Thursday, 28 April 2011

Converting RTF to Plain Text Using Regular Expressions in MS SQL

RTF tags can be stripped from a text column in a MS SQL database by using regular expressions thorugh SQL CLR.

Using Visual Studio create a new library project with the following code.


using Microsoft.SqlServer.Server;
using System.Text.RegularExpressions;
using System.Data.SqlTypes;

public class RegularExpressions
{
[Microsoft.SqlServer.Server.SqlFunction(IsDeterministic = true, IsPrecise = true)]

public static SqlBoolean RegExMatch(SqlString input, SqlString pattern)
{
if (input.IsNull || pattern.IsNull)
return SqlBoolean.False;

return Regex.IsMatch(input.Value, pattern.Value, RegexOptions.IgnoreCase);
}

[Microsoft.SqlServer.Server.SqlFunction(IsDeterministic = true, IsPrecise = true)]
public static SqlString RegExReplace(SqlString input, SqlString pattern, SqlString replacement)
{
if (input.IsNull || pattern.IsNull || replacement.IsNull)
return SqlString.Null;

return new SqlString(Regex.Replace(input.Value, pattern.Value, replacement.Value, RegexOptions.IgnoreCase));
}

}
This example shows two functions, one for pattern matchign and one for replacement. Only the replacement function will be used in the RTF conversion.

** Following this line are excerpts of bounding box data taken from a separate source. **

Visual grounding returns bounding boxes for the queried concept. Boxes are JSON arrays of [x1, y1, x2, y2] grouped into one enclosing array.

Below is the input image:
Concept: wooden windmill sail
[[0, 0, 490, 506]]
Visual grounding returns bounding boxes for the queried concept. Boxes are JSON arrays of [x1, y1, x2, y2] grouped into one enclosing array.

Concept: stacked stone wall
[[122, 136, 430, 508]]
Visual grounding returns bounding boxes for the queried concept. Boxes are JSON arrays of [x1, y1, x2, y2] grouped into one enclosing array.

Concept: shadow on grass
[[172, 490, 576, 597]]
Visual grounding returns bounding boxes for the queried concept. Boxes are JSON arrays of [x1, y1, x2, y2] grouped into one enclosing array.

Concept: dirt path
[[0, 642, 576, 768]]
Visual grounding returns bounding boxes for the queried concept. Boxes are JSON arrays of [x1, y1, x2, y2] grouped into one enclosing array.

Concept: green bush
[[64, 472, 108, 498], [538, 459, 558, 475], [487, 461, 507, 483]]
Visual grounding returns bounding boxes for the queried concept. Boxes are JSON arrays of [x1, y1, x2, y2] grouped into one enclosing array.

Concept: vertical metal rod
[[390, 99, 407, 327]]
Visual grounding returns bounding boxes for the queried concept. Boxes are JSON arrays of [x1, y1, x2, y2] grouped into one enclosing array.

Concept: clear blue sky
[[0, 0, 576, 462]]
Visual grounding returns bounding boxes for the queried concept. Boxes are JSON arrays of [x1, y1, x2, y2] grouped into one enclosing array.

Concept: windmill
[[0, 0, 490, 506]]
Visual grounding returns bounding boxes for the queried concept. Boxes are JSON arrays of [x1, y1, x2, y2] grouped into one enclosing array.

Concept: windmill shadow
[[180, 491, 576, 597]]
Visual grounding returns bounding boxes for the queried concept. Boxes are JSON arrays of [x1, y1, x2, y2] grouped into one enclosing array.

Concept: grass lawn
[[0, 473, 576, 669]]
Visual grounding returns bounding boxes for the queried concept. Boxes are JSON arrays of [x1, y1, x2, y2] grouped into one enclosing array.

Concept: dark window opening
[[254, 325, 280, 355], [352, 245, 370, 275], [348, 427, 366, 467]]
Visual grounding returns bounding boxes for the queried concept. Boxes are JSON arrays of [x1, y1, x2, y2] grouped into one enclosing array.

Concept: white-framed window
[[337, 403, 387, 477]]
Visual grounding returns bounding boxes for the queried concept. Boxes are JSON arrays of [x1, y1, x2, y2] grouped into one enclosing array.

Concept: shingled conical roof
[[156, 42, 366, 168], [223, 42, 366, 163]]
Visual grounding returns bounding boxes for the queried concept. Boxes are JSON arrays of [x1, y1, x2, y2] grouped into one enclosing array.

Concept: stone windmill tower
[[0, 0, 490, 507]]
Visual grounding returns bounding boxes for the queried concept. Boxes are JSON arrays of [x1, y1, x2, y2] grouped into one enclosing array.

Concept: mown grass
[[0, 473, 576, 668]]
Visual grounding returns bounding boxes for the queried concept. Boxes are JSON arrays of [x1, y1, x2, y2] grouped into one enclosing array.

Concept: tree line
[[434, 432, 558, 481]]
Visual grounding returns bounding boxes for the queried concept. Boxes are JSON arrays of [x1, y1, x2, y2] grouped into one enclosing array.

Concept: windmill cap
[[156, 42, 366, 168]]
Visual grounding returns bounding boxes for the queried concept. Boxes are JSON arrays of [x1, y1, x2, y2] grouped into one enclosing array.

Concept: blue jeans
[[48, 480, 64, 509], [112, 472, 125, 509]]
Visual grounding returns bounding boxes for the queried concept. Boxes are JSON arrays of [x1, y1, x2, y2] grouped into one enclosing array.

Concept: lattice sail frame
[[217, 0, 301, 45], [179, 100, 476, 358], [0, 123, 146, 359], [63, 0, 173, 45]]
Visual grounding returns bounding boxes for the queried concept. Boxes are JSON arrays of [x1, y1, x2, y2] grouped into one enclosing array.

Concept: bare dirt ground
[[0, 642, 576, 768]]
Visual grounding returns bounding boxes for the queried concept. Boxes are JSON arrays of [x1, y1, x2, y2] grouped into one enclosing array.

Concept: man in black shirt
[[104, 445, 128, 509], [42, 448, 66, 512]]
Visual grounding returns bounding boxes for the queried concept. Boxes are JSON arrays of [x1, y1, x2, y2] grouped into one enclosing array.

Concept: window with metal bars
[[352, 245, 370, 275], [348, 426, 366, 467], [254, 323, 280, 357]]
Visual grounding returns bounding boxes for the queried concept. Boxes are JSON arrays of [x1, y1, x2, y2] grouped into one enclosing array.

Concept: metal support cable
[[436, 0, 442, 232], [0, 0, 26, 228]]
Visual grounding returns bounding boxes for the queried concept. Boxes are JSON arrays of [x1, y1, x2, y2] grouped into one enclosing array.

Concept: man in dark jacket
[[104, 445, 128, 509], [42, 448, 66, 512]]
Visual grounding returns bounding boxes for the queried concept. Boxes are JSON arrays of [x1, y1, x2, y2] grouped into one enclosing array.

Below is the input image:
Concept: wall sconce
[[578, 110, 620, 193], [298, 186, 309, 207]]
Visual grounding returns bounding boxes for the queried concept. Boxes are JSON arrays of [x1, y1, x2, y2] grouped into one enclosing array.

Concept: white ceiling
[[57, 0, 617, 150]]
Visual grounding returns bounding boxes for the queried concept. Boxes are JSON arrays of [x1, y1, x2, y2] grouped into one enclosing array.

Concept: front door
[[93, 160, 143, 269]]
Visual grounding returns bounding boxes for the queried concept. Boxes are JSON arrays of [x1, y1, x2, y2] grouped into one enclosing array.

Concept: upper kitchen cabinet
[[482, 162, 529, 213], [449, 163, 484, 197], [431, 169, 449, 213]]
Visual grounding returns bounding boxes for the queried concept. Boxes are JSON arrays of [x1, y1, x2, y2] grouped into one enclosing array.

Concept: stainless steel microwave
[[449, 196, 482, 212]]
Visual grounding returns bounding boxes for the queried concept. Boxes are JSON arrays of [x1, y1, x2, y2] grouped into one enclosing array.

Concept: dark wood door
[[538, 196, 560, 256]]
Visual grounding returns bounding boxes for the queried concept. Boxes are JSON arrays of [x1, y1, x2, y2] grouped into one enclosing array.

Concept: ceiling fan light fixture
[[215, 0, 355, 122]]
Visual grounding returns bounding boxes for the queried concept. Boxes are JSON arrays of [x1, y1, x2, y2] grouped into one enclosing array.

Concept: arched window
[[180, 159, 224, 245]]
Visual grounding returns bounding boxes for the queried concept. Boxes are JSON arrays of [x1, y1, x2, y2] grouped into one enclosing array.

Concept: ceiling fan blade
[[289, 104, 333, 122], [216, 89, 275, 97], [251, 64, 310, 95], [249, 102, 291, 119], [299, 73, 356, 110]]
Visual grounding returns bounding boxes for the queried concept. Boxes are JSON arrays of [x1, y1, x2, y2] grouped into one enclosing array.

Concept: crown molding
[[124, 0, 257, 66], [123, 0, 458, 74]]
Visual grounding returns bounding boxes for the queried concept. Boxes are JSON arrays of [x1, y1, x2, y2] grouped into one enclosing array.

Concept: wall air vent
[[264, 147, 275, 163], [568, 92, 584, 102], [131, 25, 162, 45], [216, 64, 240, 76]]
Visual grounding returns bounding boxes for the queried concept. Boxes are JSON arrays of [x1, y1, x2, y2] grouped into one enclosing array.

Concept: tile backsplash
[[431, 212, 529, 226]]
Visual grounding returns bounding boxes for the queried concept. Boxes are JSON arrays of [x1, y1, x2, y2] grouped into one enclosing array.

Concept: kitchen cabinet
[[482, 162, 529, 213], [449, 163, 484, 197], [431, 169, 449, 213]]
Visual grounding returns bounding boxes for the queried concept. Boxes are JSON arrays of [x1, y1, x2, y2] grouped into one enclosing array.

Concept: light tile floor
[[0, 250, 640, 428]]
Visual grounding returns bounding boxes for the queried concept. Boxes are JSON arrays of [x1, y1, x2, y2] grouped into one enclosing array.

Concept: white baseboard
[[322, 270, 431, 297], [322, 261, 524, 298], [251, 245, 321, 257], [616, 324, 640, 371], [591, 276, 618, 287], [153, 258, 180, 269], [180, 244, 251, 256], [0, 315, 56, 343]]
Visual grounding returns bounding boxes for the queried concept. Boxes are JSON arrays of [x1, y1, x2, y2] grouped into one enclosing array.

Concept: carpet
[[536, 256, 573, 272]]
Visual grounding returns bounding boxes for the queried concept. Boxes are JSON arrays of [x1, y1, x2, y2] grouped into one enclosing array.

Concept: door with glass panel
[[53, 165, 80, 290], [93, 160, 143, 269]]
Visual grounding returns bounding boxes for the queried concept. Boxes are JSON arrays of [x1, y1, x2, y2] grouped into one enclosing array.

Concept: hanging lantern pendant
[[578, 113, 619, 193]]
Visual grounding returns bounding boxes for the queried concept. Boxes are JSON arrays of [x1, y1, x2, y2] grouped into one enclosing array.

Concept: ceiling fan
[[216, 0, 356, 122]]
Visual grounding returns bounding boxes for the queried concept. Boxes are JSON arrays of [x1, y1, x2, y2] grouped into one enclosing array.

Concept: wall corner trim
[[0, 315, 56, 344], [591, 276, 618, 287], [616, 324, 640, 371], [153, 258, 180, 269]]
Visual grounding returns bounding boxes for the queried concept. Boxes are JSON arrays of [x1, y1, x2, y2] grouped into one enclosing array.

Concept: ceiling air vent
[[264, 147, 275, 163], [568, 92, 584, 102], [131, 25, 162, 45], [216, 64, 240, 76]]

Create the assembly and register the CLR functions

Enable CLR

sp_configure 'clr enabled', 1
RECONFIGURE WITH OVERRIDE

Create the Assembly

CREATE ASSEMBLY TextFunctions FROM 'c:\dba\tools\lib\TextFunctions.dll'

Create SQL Functions to Reference the CLR Functions

CREATE FUNCTION RegExMatch( @Input NVARCHAR(512)
,@Pattern NVARCHAR(127)
)
RETURNS BIT

EXTERNAL NAME TextFunctions.RegularExpressions.RegExMatch
GO

CREATE FUNCTION RegExReplace( @Input NVARCHAR(512)
,@Pattern NVARCHAR(127)
,@Replacement NVARCHAR(512)
)
RETURNS NVARCHAR(512)

EXTERNAL NAME TextFunctions.RegularExpressions.RegExReplace
GO

Using the Functions to Convert RTF to Plain Text

The regular expression specified leaves a few unwanteds characters so these are stripped using the SQL replace function. Obviously the regular expression could be extended to do this.

SELECT
   ltrim(replace(replace(replace(
       dbo.RegExReplace(note_text,'({\\)(.+?)(})|(\\)(.+?)(\b)','')
      ,'}','')
      ,char(13),'')
      ,char(10),'')
      )
FROM
   dbo.tbl_note

2 comments:

  1. I made use of this when porting data from act to salesforce. Although I did need to strip an extra couple of characters.

    ReplyDelete
  2. This solution is A #1 .. Thanks

    ReplyDelete